So you’re thinking about adding another bathroom to your home. There are many reasons to contemplate this project, ranging from an elderly parent moving in, to your teenagers’ constant fights over the current bathroom, to wanting more space to accommodate guests. Whatever your reasons, adding a bathroom will enhance your home’s resale value and provide increased comfort and convenience in the short term.
According to a 2003 cost-versus-value report from Remodeling magazine, you could make up to 94 percent of your investment back on a $15,000 mid-range bathroom addition. That is even more than the 80 percent this report cites for a major kitchen remodeling job.
Finding Space in Your Existing Home
The good news is that most homes offer sufficient space for another bathroom. The first thing to do is scour your home for possible locations; you’d be surprised at how much extra space you have in your house if you’d just look for it. Consider the basement, attic, under the hallway stairs, an enclosed porch or even an empty corner of an existing room. Maybe you would even be willing to give up a linen closet or space in a guest bedroom to accommodate a new bathroom. Look around and see what is available and what makes sense.
Planning the Room
Once you’ve taken the plunge and decided to move ahead with the room, start by checking your local building codes to determine minimum room size. In general, a powder room should be at least 18 square feet, a bathroom with a shower no smaller than 30 square feet, while a room with both a shower and tub should be no less than 35 square feet. You will also need the proper permits from your city before beginning the job.
Next, get a feel for the room by using masking tape to lay out where the fixtures will be located.

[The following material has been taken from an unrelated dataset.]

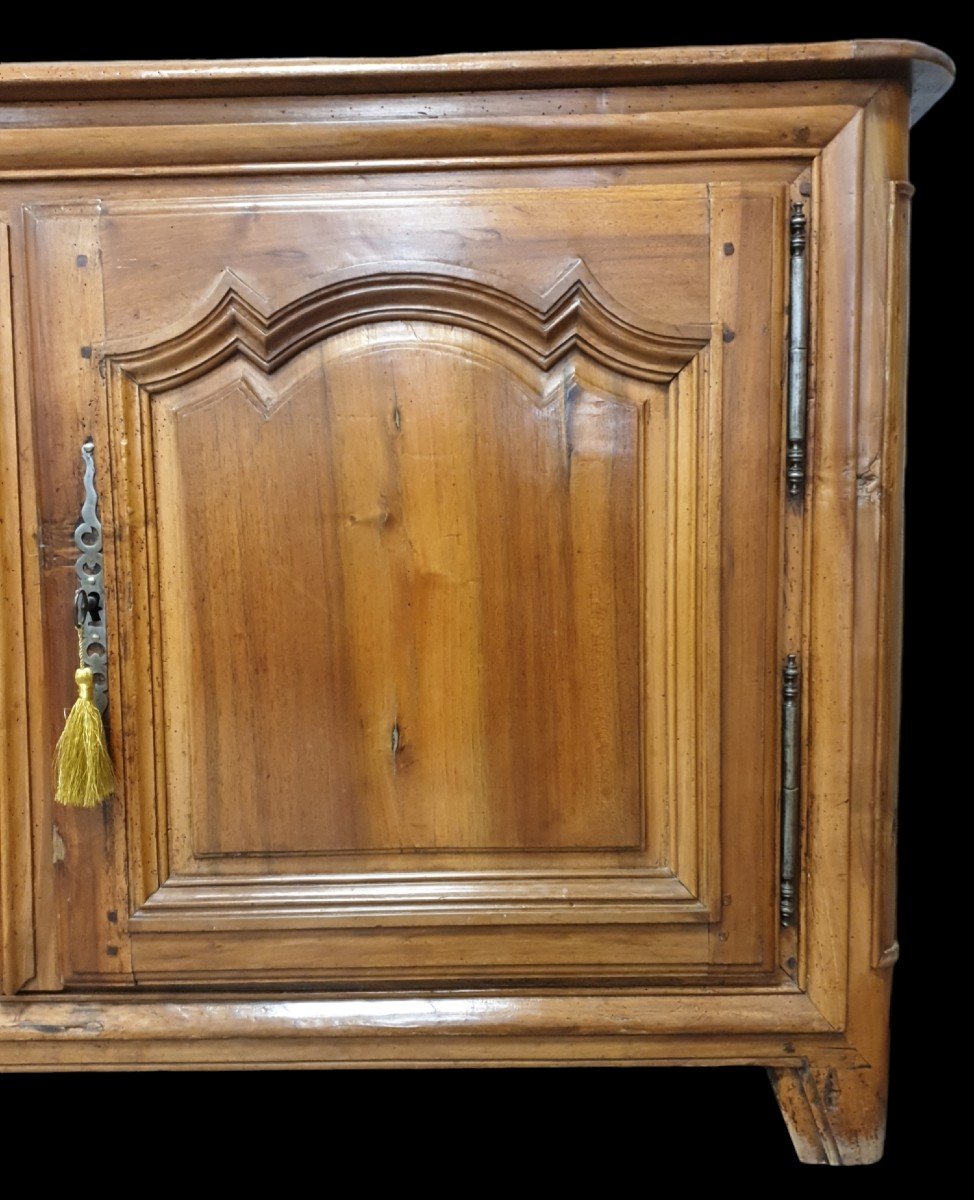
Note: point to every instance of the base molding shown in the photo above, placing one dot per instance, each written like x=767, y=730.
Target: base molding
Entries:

A standard size toilet is usually 30 inches in width with a clearance of two feet in front. Don’t forget to map out the sink area and a tub or shower if that is in the plan, too.

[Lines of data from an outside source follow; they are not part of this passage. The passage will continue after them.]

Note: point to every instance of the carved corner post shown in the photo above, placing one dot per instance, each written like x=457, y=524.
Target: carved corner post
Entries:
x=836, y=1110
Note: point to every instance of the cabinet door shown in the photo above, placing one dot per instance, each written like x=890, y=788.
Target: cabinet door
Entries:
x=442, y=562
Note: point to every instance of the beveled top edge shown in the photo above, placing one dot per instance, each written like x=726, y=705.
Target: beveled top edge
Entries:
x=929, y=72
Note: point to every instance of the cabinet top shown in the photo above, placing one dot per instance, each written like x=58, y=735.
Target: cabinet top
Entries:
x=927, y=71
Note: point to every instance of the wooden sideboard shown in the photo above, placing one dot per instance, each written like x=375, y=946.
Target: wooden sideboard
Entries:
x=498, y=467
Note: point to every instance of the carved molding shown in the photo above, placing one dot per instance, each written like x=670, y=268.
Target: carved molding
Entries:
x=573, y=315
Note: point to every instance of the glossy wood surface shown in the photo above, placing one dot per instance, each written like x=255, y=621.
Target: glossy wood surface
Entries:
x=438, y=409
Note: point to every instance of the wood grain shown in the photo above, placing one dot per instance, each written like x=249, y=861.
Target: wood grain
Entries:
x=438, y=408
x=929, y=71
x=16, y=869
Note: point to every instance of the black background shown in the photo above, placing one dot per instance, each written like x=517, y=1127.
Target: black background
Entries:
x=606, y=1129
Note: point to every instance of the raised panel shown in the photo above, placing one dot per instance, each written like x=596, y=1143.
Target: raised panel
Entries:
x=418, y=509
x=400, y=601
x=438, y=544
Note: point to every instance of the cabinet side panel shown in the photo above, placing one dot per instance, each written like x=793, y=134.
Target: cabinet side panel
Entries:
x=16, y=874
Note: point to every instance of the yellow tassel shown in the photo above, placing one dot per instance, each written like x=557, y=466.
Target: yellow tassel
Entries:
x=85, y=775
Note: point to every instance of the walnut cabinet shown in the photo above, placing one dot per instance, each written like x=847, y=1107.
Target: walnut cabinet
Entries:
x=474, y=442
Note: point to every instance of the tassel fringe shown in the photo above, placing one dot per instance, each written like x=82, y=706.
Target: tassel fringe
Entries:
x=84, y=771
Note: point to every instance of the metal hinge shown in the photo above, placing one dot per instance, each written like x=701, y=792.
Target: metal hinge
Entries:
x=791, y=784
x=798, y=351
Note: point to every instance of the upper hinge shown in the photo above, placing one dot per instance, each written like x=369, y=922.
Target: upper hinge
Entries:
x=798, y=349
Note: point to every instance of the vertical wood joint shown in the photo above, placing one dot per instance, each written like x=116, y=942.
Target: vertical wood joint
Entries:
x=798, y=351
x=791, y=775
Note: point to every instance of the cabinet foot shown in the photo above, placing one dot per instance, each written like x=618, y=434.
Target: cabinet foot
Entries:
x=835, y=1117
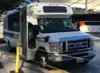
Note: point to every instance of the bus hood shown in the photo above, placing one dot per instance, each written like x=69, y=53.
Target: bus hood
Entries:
x=66, y=36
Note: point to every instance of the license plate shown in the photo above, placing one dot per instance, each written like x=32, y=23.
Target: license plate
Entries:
x=79, y=60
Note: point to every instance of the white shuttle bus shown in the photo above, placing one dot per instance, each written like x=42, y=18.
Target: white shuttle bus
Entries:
x=90, y=26
x=47, y=34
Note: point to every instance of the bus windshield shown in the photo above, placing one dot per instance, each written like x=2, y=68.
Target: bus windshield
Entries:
x=52, y=25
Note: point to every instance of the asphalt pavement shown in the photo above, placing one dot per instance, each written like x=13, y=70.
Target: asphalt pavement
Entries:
x=7, y=63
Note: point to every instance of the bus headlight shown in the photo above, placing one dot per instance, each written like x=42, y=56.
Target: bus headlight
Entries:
x=55, y=47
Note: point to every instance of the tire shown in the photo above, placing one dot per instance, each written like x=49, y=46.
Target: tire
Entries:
x=42, y=59
x=10, y=49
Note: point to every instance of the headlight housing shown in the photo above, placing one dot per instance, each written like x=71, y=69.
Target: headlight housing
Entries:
x=55, y=47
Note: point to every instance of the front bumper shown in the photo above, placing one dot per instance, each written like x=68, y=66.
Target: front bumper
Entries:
x=67, y=58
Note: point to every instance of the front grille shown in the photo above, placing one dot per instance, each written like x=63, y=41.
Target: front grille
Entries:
x=77, y=47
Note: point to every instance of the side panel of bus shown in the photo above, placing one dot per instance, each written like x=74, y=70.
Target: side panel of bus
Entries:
x=12, y=28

If the new space you have targeted shares a wall with an existing bathroom or kitchen, you can save hundreds of dollars by not having to extend the plumbing, according to Garry Gage, a 20-year West coast plumbing veteran and consultant for FlowGuard Gold pipe and fittings. “Plumbing also will be less expensive if the area beneath the new bath is a basement or crawlspace without any obstructions,” says Gage.
Another tip for keeping the plumbing costs low is to locate the room as close as possible to the main waste drain, or the stack. Gage also advises homeowners to ensure that all drains are vented by routing them to an exterior wall or the roof to prevent sewer gas from entering the house.
Most critical is to ensure that the area is structurally sound, especially in an older home where floor joists may need reinforcement in the process of adding the bath.